Agronomy Library > Soil Conservation

Its More than Conservation
Author: Peter Gamache
Date Created: April 04, 2008
Last Reviewed: April 09, 2008

Its more than conservation

Soil conservation week is a reminder that soil is critical to our existence and many ancient civilizations collapsed in part because they destroyed their environment and allowed their soils to erode. Not so in Alberta.

Alberta farmers manage vast tracts of land, and they do a good job of it while supplying society with food, fiber, fuel and environmental goods and services.
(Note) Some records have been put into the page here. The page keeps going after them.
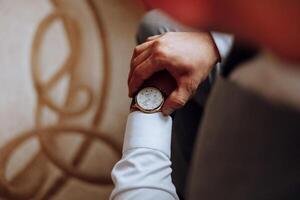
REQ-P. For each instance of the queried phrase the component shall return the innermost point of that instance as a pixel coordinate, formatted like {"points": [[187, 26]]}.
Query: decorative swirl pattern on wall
{"points": [[45, 134]]}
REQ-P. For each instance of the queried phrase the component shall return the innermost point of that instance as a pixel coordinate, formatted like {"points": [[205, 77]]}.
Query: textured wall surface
{"points": [[63, 95]]}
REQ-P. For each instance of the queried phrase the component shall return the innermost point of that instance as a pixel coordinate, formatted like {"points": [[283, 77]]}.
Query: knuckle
{"points": [[179, 101], [135, 50]]}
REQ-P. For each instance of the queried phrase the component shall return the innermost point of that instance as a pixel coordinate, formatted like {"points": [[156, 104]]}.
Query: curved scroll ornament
{"points": [[46, 135]]}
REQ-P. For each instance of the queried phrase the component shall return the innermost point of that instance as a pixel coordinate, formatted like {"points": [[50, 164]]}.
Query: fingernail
{"points": [[168, 111]]}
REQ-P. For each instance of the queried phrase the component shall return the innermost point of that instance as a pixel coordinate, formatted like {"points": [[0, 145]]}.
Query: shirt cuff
{"points": [[223, 42], [148, 131]]}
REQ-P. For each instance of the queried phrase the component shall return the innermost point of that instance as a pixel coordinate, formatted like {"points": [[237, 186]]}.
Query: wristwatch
{"points": [[148, 100]]}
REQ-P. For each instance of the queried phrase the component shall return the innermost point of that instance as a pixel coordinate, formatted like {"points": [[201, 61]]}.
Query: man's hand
{"points": [[187, 56]]}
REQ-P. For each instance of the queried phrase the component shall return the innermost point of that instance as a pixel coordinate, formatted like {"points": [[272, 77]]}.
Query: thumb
{"points": [[176, 100]]}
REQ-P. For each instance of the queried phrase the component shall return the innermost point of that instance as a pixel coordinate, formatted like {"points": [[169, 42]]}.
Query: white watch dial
{"points": [[149, 98]]}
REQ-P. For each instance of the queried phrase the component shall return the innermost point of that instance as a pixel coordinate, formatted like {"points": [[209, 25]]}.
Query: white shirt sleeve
{"points": [[144, 172], [224, 43]]}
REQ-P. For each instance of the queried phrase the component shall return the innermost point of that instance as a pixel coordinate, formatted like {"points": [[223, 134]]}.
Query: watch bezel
{"points": [[157, 109]]}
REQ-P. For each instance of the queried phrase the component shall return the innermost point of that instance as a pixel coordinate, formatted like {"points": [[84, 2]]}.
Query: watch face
{"points": [[149, 98]]}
They have learned how to prevent soil erosion by wind and water and are taking the next steps towards restoring and improving their soil and lands.
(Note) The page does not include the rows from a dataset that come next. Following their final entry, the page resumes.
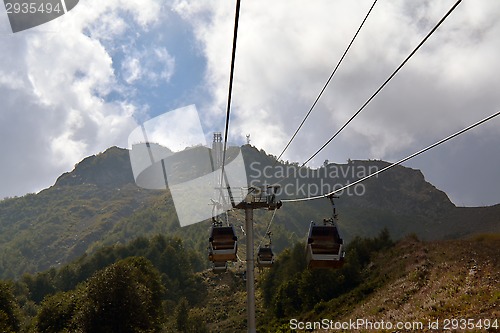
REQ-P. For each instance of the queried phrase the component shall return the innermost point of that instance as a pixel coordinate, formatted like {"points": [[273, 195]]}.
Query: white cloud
{"points": [[53, 87]]}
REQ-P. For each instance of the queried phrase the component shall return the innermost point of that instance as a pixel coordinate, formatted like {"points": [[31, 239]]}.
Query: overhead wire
{"points": [[385, 82], [327, 82], [398, 162]]}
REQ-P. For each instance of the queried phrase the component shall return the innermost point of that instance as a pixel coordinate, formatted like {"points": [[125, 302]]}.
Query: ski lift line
{"points": [[267, 230], [231, 76], [386, 81], [398, 162], [327, 83], [151, 157]]}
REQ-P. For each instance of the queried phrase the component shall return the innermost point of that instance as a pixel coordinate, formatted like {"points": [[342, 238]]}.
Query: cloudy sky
{"points": [[81, 83]]}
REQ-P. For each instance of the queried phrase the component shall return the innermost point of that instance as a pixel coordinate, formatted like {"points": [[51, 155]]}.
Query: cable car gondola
{"points": [[219, 266], [223, 244]]}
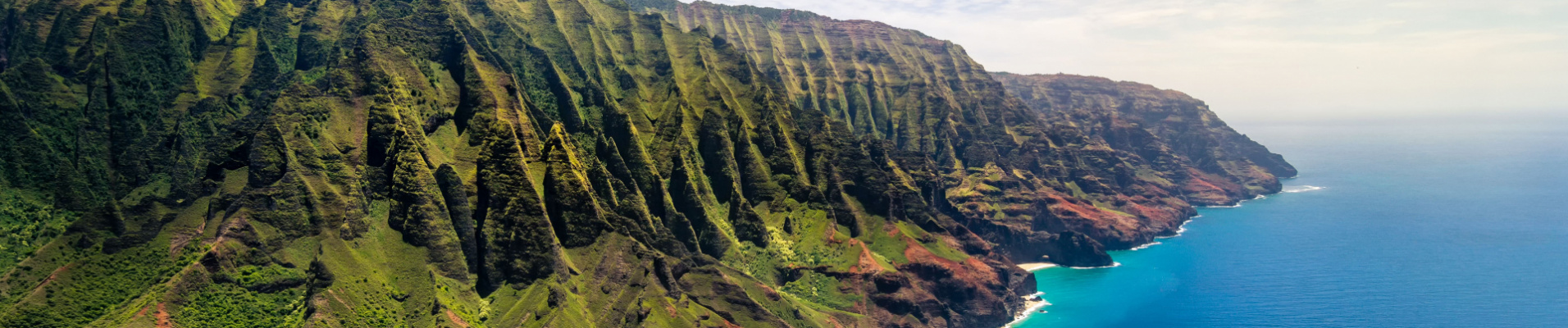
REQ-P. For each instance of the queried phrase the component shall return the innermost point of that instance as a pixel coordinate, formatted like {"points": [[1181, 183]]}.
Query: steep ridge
{"points": [[1212, 164], [531, 164]]}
Key to the soil conservation effort has been the advent and adoption of direct seeding (no-till). It’s a system where farmers leave crop stubble standing from harvest to seeding. At seeding they apply seed and nutrients in one pass, leaving the soil protected from wind and water erosion.
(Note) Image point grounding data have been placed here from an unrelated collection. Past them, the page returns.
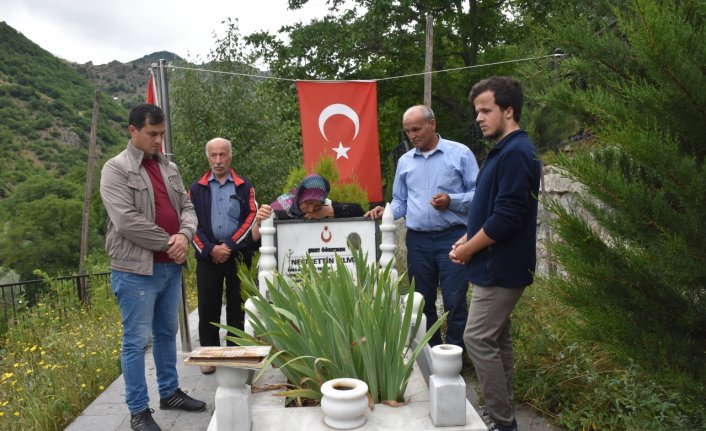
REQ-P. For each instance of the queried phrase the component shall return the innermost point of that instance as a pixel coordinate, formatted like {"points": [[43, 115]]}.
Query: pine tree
{"points": [[637, 85]]}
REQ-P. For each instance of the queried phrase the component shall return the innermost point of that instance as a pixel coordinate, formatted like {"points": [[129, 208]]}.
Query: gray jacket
{"points": [[128, 198]]}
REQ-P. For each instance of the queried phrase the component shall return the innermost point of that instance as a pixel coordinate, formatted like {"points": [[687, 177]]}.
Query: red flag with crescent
{"points": [[340, 119]]}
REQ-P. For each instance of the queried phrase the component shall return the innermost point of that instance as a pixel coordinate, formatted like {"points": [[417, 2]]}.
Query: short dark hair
{"points": [[507, 91], [140, 114]]}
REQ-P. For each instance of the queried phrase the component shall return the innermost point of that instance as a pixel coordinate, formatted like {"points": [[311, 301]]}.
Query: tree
{"points": [[251, 112], [42, 227], [638, 86], [381, 39]]}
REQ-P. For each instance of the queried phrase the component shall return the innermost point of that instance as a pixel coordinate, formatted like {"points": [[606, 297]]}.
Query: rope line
{"points": [[196, 69]]}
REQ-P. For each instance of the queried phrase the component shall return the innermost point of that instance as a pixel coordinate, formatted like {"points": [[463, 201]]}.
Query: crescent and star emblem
{"points": [[339, 109], [324, 234]]}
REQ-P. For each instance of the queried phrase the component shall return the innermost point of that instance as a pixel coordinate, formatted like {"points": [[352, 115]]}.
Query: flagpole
{"points": [[163, 87], [164, 98]]}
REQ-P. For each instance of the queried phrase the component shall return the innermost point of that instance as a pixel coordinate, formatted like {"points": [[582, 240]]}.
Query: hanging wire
{"points": [[196, 69]]}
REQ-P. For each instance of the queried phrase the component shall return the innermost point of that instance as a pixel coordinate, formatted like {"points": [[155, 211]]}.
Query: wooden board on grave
{"points": [[230, 356]]}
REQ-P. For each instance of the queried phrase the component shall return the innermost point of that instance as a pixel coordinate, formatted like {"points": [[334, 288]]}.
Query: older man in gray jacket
{"points": [[151, 221]]}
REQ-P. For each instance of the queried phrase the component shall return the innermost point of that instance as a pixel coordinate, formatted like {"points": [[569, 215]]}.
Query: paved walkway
{"points": [[109, 412]]}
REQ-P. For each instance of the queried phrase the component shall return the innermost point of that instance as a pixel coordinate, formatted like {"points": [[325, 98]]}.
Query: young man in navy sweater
{"points": [[498, 249]]}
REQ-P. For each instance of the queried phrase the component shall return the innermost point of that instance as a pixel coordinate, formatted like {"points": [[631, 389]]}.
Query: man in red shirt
{"points": [[150, 224]]}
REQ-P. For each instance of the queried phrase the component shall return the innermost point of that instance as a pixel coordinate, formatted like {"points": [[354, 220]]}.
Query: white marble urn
{"points": [[446, 360], [344, 403]]}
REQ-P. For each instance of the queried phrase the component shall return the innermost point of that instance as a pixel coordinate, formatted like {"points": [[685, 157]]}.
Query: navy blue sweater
{"points": [[200, 194], [505, 206]]}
The growth rate of no-till from 2001 to 2006 was about 776,000 acres per year. The 2006 Census of Agriculture shows that 27% of farmers no-till 48% of the annually cropped acres in Alberta. The 2001 data had 16.5% of farmers no-tilling 27% of the annually seeded acres. No-till acres have gone from about 5 million in 2001 to nearly 9 million in 2006. In addition farmers retain most of the crop residue on the surface (minimum tillage) on another 5.2 million cropped acres.

It is quite a change from the 1980s dust storms to today’s protected fields. Little did farmers realize that when they decided to stop soil erosion, that they would also one day be improving their soils, storing organic matter, sequestering carbon, building soil biological life, increasing wildlife habitat and reducing greenhouse gas emissions. Its more than conservation.